Vice-President of the European Parliament
- Incumbent
- Assumed office 18 January 2022 Serving with See List
- President: Roberta Metsola

Member of the European Parliament for Italy
- Incumbent
- Assumed office 1 July 2014

Member of the Chamber of Deputies
- In office 29 April 2008 – 25 June 2014

Personal details
- Born: Giuseppina Picierno 10 May 1981 (age 45) Santa Maria Capua Vetere, Italy
- Party: SP (since 2026) EDP (since 2026)
- Other political affiliations: PPI (until 2002) DL (2002–2007) PD (2007–2026)
- Spouse: Massimiliano Coccia ​(m. 2023)​
- Education: University of Salerno

= Pina Picierno =

Italian politician (born 1981)

Giuseppina "Pina" Picierno (/it/; born 10 May 1981) is an Italian politician. Born in Santa Maria Capua Vetere, she was a member of the Democratic Party who has been serving in the European Parliament since 2014. Since 2022, she has served as vice-president of the European Parliament.

==Political career==
===Career in national politics===
Picierno served two terms as a member of the Italian Parliament between 2008 and 2014.

===Member of the European Parliament, 2014–present===
Picierno was selected to head her party's regional list in the 2014 European elections. In parliament, she is a member of the Progressive Alliance of Socialists and Democrats group. She served on the Committee on Budgets from 2014 to 2017 and currently serves on the Committee on Women's Rights and Gender Equality. In addition to her committee assignments, she served as vice-chairwoman of the parliament's delegation to the EU-Mexico Joint Parliamentary Committee from 2014 to 2019.

Picierno was elected as Vice-President on 18 January 2022.

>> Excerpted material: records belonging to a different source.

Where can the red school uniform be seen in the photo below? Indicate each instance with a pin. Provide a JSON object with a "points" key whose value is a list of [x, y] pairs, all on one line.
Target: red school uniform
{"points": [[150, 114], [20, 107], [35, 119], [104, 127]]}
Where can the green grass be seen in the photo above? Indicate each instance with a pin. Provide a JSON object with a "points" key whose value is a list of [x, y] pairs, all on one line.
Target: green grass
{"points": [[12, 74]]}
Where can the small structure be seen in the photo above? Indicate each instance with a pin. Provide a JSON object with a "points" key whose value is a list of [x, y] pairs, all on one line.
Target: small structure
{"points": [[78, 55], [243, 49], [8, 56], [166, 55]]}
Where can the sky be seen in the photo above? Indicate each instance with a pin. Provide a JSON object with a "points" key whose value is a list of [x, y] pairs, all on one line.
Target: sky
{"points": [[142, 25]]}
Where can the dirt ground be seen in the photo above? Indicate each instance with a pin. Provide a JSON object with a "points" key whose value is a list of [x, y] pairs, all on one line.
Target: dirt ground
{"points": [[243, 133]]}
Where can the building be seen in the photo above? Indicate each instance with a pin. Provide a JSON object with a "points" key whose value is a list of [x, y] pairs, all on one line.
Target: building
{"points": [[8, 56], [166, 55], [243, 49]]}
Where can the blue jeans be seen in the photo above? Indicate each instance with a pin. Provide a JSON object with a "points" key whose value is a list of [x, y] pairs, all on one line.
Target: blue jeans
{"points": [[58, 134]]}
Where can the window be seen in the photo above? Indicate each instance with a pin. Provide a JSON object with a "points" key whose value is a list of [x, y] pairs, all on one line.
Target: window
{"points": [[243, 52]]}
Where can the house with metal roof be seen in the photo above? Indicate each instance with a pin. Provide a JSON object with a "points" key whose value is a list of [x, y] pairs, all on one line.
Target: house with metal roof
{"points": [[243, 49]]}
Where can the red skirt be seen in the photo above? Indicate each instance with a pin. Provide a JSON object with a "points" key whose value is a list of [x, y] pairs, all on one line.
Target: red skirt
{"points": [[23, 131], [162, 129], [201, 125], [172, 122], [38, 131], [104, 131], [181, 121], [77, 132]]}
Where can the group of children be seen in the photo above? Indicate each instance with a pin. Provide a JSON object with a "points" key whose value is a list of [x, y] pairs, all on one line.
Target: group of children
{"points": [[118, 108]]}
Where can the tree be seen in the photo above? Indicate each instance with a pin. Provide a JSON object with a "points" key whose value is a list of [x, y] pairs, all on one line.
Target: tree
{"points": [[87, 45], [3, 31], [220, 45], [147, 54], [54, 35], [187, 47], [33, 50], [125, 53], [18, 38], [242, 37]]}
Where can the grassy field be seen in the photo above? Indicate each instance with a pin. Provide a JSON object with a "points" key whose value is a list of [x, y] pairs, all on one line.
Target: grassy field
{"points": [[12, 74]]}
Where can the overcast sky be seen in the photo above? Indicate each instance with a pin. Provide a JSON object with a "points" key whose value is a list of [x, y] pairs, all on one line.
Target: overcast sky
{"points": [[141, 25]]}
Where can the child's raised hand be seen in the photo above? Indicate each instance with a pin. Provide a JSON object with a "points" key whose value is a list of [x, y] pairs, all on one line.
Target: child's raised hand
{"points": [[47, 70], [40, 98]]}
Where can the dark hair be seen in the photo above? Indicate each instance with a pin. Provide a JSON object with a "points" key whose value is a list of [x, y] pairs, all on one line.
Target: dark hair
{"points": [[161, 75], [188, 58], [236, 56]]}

In June 2026, she left the centre-left Democratic Party because of its leader Elly Schlein's refusal to condemn supporters of dictator Vladimir Putin and the invasion of Ukraine, stating that "you cannot be ambiguous toward Putinist fascism and extremisms." She also criticized the party for its "movimentista" drift (that is, its rapprochement with the Five Star Movement's positions), and that "the home of the reformists no longer exists."

Shortly after, she joined the European Democratic Party and Renew Europe explaining that she was taking a stand against populists. In Italy, she launched the Public Space party.

==== Intergroup memberships ====
Picierno is also a member of the European Parliament Intergroup on Cancer, the European Parliament Intergroup on Fighting against Poverty, the European Parliament Intergroup on Integrity (Transparency, Anti-Corruption and Organized Crime) and of the European Parliament Intergroup on the Western Sahara.

==Recognition==
In 2019, Picierno was the recipient of the Justice & Gender Equality Award at The Parliament Magazines annual MEP Awards.

In 2022, she was the recipient of the IAI Award from the Istituto Affari Internazionali "for having firmly supported Ukraine's independence, territorial integrity, freedom and democracy since the beginning of the Russian invasion of Ukraine."

==Positions==
In 2025, Picierno participated in a meeting with the Israel Defence and Security Forum (IDSF), an Israeli think tank supporting settlements in the West Bank. In response to criticism, Picierno stated that "isolating Israel means condemning an entire area to an eternal right-wing sovereigntism", receiving support from other Democratic Party members Filippo Sensi, Simona Malpezzi and Piero Fassino.

Picierno is a key supporter of Ukraine in its war against Russian aggression and has taken a lead role in combatting pro-Russia propaganda. This led to her being the target of repeated death threats and being placed under police protection.